If there are no available slots on the Board for those who represent various groups within the community, an advisory board may help to reach out to those groups. These groups may be professional or business groups such as accountants, attorneys or health care professionals. They may also be ethnic, religious or racial groups prevalent in the community, or could even be age groups such as persons in their 30's.

Attracting persons who are unwilling to serve as Board members

In the AABD Survey, 20% of the respondents were turned down by director candidates during the past five years. Almost half cited time commitment as the reason for refusing a directorship, while 23% cited personal liability concerns as the primary reason. In the $101-$250 million category, personal liability was given as the primary reason 70% of the time for not accepting a seat on the board.

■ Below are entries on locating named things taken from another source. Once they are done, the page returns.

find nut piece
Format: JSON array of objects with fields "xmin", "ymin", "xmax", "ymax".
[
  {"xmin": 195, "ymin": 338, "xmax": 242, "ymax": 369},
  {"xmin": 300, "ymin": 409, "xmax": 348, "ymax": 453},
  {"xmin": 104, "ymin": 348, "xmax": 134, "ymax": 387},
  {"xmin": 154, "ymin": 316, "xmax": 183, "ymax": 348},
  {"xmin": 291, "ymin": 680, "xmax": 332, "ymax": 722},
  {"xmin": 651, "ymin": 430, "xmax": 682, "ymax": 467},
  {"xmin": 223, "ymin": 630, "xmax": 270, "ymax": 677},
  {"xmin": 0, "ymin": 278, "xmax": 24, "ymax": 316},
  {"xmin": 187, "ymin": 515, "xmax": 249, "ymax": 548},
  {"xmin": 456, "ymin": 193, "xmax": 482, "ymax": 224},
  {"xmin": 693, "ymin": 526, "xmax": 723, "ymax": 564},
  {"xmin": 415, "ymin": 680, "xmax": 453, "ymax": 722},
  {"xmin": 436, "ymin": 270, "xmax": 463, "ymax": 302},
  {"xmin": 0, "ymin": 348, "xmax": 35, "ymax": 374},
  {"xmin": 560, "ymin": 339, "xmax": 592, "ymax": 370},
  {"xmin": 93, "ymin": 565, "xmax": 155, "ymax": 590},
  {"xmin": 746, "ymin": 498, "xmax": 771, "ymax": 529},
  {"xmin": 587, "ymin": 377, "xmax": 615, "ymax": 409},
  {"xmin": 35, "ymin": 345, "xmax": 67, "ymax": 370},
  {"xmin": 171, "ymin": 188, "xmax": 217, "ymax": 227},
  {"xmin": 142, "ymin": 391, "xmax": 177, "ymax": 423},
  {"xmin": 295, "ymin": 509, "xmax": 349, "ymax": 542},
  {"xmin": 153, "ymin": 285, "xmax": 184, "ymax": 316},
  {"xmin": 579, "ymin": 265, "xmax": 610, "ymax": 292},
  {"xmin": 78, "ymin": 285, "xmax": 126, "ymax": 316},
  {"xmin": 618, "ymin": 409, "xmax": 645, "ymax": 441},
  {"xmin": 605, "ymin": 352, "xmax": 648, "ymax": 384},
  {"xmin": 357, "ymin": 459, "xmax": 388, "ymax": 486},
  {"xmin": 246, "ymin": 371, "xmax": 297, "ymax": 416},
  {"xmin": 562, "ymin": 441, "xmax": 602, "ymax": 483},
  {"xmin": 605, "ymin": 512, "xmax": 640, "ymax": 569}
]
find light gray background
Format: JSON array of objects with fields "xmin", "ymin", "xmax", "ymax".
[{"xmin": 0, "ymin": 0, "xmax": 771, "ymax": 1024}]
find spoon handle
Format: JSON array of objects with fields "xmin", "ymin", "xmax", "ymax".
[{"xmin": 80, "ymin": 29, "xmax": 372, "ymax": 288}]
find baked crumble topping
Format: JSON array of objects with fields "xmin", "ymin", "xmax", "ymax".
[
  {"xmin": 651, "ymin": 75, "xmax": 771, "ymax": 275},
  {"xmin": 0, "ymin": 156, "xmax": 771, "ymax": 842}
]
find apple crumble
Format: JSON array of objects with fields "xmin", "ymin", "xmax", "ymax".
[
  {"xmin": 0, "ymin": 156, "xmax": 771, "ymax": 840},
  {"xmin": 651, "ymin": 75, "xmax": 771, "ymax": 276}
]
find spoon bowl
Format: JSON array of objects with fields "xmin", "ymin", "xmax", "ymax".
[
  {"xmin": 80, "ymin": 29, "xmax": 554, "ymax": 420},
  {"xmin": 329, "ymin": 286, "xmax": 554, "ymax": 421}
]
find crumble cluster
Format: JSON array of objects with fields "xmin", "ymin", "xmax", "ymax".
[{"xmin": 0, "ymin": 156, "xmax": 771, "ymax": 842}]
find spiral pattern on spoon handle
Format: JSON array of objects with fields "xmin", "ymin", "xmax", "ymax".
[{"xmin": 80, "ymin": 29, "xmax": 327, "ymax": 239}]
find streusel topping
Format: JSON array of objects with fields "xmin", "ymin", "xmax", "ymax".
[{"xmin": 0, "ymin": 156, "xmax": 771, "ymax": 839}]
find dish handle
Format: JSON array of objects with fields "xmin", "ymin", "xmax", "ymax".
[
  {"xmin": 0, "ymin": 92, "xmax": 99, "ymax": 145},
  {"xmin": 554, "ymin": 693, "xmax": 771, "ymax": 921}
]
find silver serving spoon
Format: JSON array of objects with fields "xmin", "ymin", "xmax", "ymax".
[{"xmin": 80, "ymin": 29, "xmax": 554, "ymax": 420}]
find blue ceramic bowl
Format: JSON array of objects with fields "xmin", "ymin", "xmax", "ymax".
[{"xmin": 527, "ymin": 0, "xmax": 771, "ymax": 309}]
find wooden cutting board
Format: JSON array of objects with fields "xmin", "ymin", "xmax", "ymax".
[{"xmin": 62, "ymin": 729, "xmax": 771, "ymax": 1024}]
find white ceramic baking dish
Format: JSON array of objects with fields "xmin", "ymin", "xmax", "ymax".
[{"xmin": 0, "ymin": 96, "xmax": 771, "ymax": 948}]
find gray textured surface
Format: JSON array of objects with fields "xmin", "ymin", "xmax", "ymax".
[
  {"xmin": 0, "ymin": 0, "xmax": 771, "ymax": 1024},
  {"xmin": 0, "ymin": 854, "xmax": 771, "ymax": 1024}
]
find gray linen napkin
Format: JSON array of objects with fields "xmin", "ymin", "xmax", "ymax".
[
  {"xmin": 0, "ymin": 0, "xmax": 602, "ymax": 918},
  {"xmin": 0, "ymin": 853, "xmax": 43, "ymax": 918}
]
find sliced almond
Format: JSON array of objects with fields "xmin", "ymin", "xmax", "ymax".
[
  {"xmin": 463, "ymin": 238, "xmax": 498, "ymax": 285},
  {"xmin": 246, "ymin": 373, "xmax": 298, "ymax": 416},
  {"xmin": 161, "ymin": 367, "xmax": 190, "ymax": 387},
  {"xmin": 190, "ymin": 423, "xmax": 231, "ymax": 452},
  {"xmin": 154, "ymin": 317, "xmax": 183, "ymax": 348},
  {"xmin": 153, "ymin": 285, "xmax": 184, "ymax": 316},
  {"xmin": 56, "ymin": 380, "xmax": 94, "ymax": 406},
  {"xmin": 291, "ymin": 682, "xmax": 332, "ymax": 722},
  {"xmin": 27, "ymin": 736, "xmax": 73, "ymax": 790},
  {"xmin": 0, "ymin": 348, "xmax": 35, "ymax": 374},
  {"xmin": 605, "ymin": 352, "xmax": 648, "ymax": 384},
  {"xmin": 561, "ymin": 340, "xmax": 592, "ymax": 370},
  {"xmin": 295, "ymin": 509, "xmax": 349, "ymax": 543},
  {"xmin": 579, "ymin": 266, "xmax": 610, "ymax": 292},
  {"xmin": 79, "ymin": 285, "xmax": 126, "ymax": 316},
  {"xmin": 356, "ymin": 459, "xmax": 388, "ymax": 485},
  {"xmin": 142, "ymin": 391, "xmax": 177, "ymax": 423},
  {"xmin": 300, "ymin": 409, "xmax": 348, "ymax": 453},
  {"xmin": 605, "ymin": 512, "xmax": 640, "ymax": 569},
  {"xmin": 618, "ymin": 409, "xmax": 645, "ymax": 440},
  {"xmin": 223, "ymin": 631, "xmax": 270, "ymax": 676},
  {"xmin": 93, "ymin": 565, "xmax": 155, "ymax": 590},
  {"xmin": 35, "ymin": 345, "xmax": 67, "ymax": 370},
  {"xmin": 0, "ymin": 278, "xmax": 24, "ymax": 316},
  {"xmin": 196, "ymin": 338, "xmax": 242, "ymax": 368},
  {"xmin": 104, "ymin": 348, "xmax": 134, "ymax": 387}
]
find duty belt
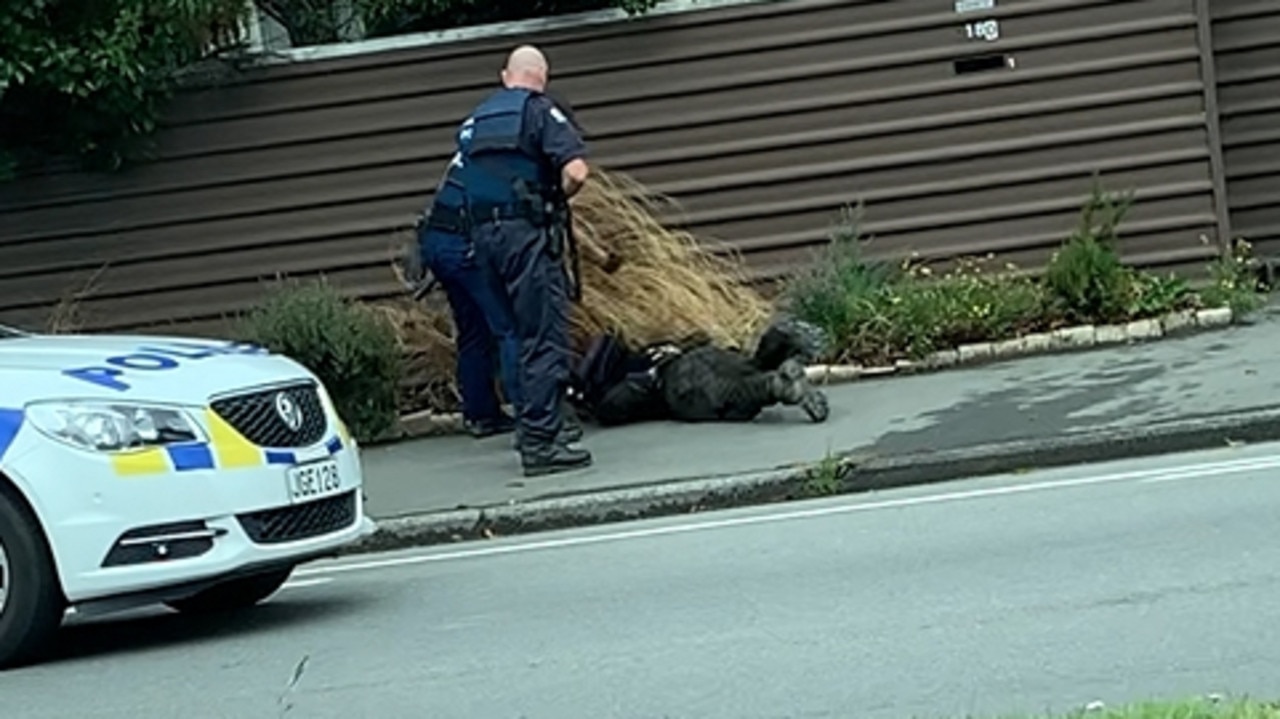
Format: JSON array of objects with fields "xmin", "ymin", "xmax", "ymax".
[
  {"xmin": 468, "ymin": 197, "xmax": 550, "ymax": 225},
  {"xmin": 426, "ymin": 205, "xmax": 467, "ymax": 234}
]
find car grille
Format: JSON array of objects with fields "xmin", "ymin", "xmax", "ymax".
[
  {"xmin": 237, "ymin": 490, "xmax": 356, "ymax": 544},
  {"xmin": 211, "ymin": 383, "xmax": 329, "ymax": 448}
]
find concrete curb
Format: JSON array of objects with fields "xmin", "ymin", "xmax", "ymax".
[
  {"xmin": 344, "ymin": 406, "xmax": 1280, "ymax": 554},
  {"xmin": 391, "ymin": 307, "xmax": 1238, "ymax": 444}
]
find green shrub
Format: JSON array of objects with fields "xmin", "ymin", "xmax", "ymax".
[
  {"xmin": 785, "ymin": 205, "xmax": 895, "ymax": 347},
  {"xmin": 1199, "ymin": 239, "xmax": 1267, "ymax": 315},
  {"xmin": 242, "ymin": 280, "xmax": 403, "ymax": 441},
  {"xmin": 1044, "ymin": 184, "xmax": 1137, "ymax": 322}
]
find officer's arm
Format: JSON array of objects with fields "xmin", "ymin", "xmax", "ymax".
[
  {"xmin": 538, "ymin": 96, "xmax": 591, "ymax": 197},
  {"xmin": 561, "ymin": 157, "xmax": 591, "ymax": 197}
]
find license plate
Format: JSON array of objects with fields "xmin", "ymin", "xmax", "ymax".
[{"xmin": 285, "ymin": 459, "xmax": 342, "ymax": 503}]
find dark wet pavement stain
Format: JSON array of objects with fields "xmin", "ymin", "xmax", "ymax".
[{"xmin": 869, "ymin": 358, "xmax": 1174, "ymax": 454}]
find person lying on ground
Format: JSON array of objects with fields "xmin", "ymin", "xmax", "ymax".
[{"xmin": 570, "ymin": 314, "xmax": 829, "ymax": 426}]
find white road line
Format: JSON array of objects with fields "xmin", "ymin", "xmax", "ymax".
[{"xmin": 294, "ymin": 455, "xmax": 1280, "ymax": 577}]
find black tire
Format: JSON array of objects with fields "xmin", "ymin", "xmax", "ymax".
[
  {"xmin": 165, "ymin": 567, "xmax": 293, "ymax": 614},
  {"xmin": 0, "ymin": 480, "xmax": 67, "ymax": 670}
]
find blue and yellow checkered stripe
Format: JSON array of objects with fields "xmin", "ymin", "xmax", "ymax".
[{"xmin": 110, "ymin": 409, "xmax": 351, "ymax": 477}]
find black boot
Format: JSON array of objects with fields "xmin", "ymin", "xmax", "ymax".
[
  {"xmin": 520, "ymin": 443, "xmax": 591, "ymax": 477},
  {"xmin": 772, "ymin": 358, "xmax": 831, "ymax": 422}
]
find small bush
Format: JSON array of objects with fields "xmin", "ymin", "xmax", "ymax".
[
  {"xmin": 786, "ymin": 199, "xmax": 895, "ymax": 347},
  {"xmin": 1044, "ymin": 184, "xmax": 1137, "ymax": 322},
  {"xmin": 787, "ymin": 175, "xmax": 1258, "ymax": 365},
  {"xmin": 242, "ymin": 280, "xmax": 403, "ymax": 441},
  {"xmin": 1199, "ymin": 239, "xmax": 1267, "ymax": 315}
]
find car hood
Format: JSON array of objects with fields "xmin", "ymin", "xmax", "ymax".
[{"xmin": 0, "ymin": 335, "xmax": 312, "ymax": 407}]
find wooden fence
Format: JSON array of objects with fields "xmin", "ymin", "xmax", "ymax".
[{"xmin": 0, "ymin": 0, "xmax": 1280, "ymax": 331}]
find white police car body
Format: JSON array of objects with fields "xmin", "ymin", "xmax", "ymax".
[{"xmin": 0, "ymin": 328, "xmax": 374, "ymax": 668}]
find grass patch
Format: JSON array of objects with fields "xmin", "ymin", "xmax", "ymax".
[
  {"xmin": 977, "ymin": 697, "xmax": 1280, "ymax": 719},
  {"xmin": 786, "ymin": 179, "xmax": 1265, "ymax": 365}
]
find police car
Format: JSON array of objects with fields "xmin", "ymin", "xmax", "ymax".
[{"xmin": 0, "ymin": 326, "xmax": 374, "ymax": 668}]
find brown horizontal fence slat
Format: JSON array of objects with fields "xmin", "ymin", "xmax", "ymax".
[
  {"xmin": 0, "ymin": 0, "xmax": 1218, "ymax": 334},
  {"xmin": 1210, "ymin": 0, "xmax": 1280, "ymax": 257}
]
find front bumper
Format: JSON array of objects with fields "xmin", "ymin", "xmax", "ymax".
[{"xmin": 5, "ymin": 419, "xmax": 374, "ymax": 605}]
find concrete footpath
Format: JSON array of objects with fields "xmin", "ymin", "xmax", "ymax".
[{"xmin": 357, "ymin": 301, "xmax": 1280, "ymax": 550}]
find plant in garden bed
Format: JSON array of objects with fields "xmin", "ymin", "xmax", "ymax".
[
  {"xmin": 786, "ymin": 179, "xmax": 1257, "ymax": 365},
  {"xmin": 237, "ymin": 279, "xmax": 403, "ymax": 441}
]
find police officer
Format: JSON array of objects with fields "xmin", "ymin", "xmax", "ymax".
[
  {"xmin": 417, "ymin": 165, "xmax": 521, "ymax": 439},
  {"xmin": 454, "ymin": 45, "xmax": 591, "ymax": 476},
  {"xmin": 417, "ymin": 140, "xmax": 582, "ymax": 441}
]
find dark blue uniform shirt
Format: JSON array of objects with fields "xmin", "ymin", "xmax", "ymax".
[{"xmin": 525, "ymin": 93, "xmax": 586, "ymax": 180}]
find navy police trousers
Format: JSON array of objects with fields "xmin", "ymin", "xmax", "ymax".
[
  {"xmin": 471, "ymin": 219, "xmax": 570, "ymax": 448},
  {"xmin": 419, "ymin": 226, "xmax": 522, "ymax": 423}
]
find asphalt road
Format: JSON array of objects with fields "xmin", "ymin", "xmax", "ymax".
[{"xmin": 0, "ymin": 446, "xmax": 1280, "ymax": 719}]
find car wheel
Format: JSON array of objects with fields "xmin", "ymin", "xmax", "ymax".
[
  {"xmin": 0, "ymin": 486, "xmax": 67, "ymax": 669},
  {"xmin": 165, "ymin": 567, "xmax": 293, "ymax": 614}
]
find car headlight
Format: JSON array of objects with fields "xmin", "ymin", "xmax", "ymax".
[{"xmin": 27, "ymin": 402, "xmax": 205, "ymax": 452}]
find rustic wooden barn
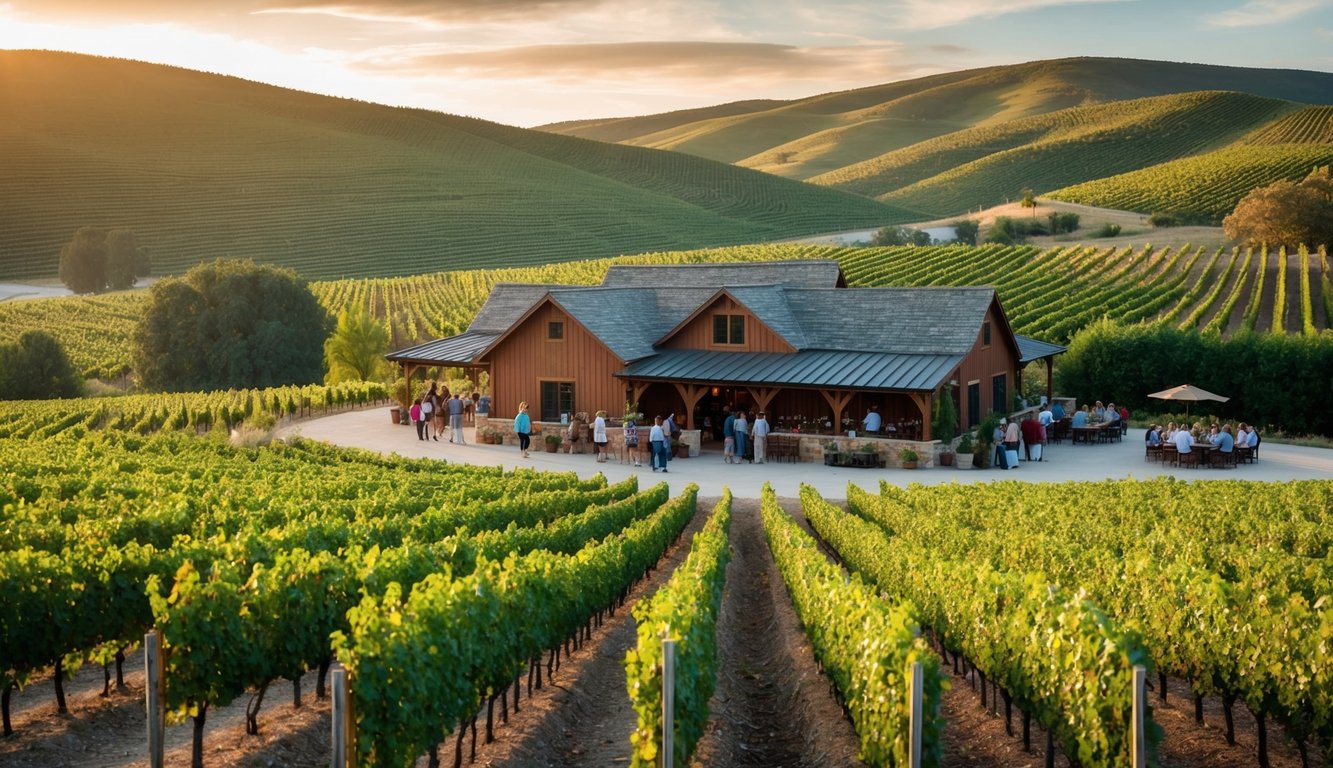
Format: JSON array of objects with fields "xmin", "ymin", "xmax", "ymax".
[{"xmin": 388, "ymin": 261, "xmax": 1064, "ymax": 440}]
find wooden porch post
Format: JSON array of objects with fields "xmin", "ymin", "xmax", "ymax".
[
  {"xmin": 672, "ymin": 381, "xmax": 708, "ymax": 429},
  {"xmin": 746, "ymin": 387, "xmax": 781, "ymax": 411},
  {"xmin": 908, "ymin": 392, "xmax": 934, "ymax": 440},
  {"xmin": 820, "ymin": 389, "xmax": 856, "ymax": 435}
]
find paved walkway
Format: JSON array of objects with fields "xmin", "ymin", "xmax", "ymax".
[{"xmin": 281, "ymin": 408, "xmax": 1333, "ymax": 499}]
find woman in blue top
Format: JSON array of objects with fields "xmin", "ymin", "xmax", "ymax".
[{"xmin": 513, "ymin": 403, "xmax": 532, "ymax": 459}]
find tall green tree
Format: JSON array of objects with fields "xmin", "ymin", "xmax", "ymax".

If your bank has qualified director candidates who are unwilling to serve on your board, they may be willing to serve on your advisory board because the time demands are lower and the risk of personal liability is substantially diminished.

Appointing retiring board members to an advisory board

Sometimes a retiring board member will be appointed to an advisory board for several years. This can be a useful transitional stage that allows banks to continue to receive sage advice from an experienced director. However, if the person is no longer productive, adding him or her to an advisory board will not add any value for the bank.

Liability risks

An advisory board member, if he or she truly fills an advisory role, should have little, if any potential liability. However, as mentioned earlier, the RTC and FDIC, as receivers, sued a relatively small number of advisory board members of failed banks and savings institutions in the late 1980's and early 1990's. Although there is no failsafe way to prevent the FDIC from suing an advisory director of a failed bank or to prevent the federal banking agencies from pursuing enforcement actions, including civil money penalties, against advisory directors, there are ways to help insure that any advisory director who is sued will be successful in his or her defense and will have legal expenses paid by an insurance carrier.

Generally speaking, the FDIC and RTC suits were based on the theory that the advisory directors were really acting as elected directors or appointed bank management and, therefore, were responsible for negligent or willful acts which caused the institution to fail.

It is therefore important that if your bank decides to establish an advisory board, it do it in a manner to minimize any risk of liability for the advisory director. The steps that can be taken include:

  • A written description of the role and responsibility of advisory board members, which make it clear that they have no policy-making powers, have no voting authority, and have no management authority in the bank, but their role is solely advisory, subject to the review and approval of the bank's Board of Directors and/or senior management.
  • A written record of the proceedings of advisory board meetings, which will reflect that the advisory board was acting consistent with the written description of its role in the bank.
  • Some periodic monitoring of the role of advisory directors to verify that they are acting consistent with the written description of their role and responsibilities.
  • Review of the bank's D&O Insurance policy to make certain that the advisory directors are sufficiently protected if a lawsuit is filed against them.
  • Review of the bank's articles of incorporation and bylaws and local law to make certain that the bank will be obligated to indemnify advisory directors to the full extent allowed by law, and consideration of separate indemnity agreements between the bank and its advisory directors.

For additional suggestions on how to minimize liability, you should consult an excellent book published by the Office of the Comptroller of the Currency entitled The Director's Book - The Role of a National Bank Director, March 1997, pages 5 and 6.

Conclusion

An advisory board may or may not be right for your bank. But as an adjunct to the nomination process for the coming year and in conjunction with your bank's strategic plan, consideration of an advisory board and the kind of advisory board that would fit your bank is warranted.